|Train-window views to read by, taken between Paris and Venice last month|
Next, I read Tessa Hadley's novel, The Past, a study of one extended family's gathering for perhaps the last summer vacation together in the large rambling, semi-rural English home they'd inherited from their grandparents. The "past" of the title is outlined in a separate section of the novel, at its core, and is spectrally, uneasily present throughout. The children's characters and actions throughout -- in both present and past -- are compelling, mostly credible, playing on those edges of perceived innocence and dangerous experience that adults too often easily consign kids to, forgetting or denying the darker corners of childhood.
By the time I'd finished this, on the long train ride from Paris to Venice, the ebooks I'd put on hold before our trip began coming in at a fast and furious pace. Luckily, we still had a few train journeys ahead -- from Venice to Ljubljana, for example, which is when I began reading Lauren Collins' When in French: Love in a Second Language. Within the first two chapters of reading this memoir, I had resolved to get my own print copy once I got back home. Collins is a regular contributor to the New Yorker, and she writes beautifully -- her metaphors so often flirt with over-the-top-ness, yet manage somehow to work, to be perfectly apt, to illustrate freshly enough to make me laugh. And I laughed so often while reading this, and so often I had to make Paul stop what he was doing to listen to me read a passage out loud. The New Yorker has a large excerpt online, so that you can see what I mean .

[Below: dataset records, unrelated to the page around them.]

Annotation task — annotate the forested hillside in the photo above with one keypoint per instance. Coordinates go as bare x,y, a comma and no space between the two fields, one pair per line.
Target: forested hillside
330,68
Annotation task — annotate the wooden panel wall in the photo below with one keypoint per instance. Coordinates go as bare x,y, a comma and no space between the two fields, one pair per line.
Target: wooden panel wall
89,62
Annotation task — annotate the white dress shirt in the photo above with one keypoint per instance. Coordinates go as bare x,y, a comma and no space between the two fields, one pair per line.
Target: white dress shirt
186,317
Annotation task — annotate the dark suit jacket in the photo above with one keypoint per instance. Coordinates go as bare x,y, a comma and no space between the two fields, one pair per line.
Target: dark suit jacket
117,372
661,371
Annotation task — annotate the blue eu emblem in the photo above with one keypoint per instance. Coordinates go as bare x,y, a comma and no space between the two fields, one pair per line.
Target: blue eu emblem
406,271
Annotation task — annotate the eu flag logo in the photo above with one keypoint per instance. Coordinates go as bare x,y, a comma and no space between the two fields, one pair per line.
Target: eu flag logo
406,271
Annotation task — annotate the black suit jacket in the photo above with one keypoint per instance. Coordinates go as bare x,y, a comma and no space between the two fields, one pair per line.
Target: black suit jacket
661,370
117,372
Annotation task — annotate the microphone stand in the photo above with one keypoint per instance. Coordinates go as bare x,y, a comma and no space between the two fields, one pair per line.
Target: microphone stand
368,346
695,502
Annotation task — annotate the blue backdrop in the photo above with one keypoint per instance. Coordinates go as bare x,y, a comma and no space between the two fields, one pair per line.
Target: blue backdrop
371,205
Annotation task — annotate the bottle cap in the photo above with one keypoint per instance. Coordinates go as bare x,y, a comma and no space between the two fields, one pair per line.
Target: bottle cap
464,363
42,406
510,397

What that excerpt doesn't illustrate is the fascinating research Collins weaves into her memoir, so that as much as a personal narrative about falling in love, becoming an ex-pat, learning and loving and living in a second language, it is also a narrative about the United States' changing attitudes about and toward multilingualism, about the growing mistrust of "foreign" languages, about what the ramifications of those attitudinal changes might be in a globalised universe. So interesting. Highly recommended, and do let me know if you read it.
I have three more titles to tell you about, but why not save those for another post. . . . For now, why don't you tell me what you've been reading? I love our conversations about books here, and I've missed you!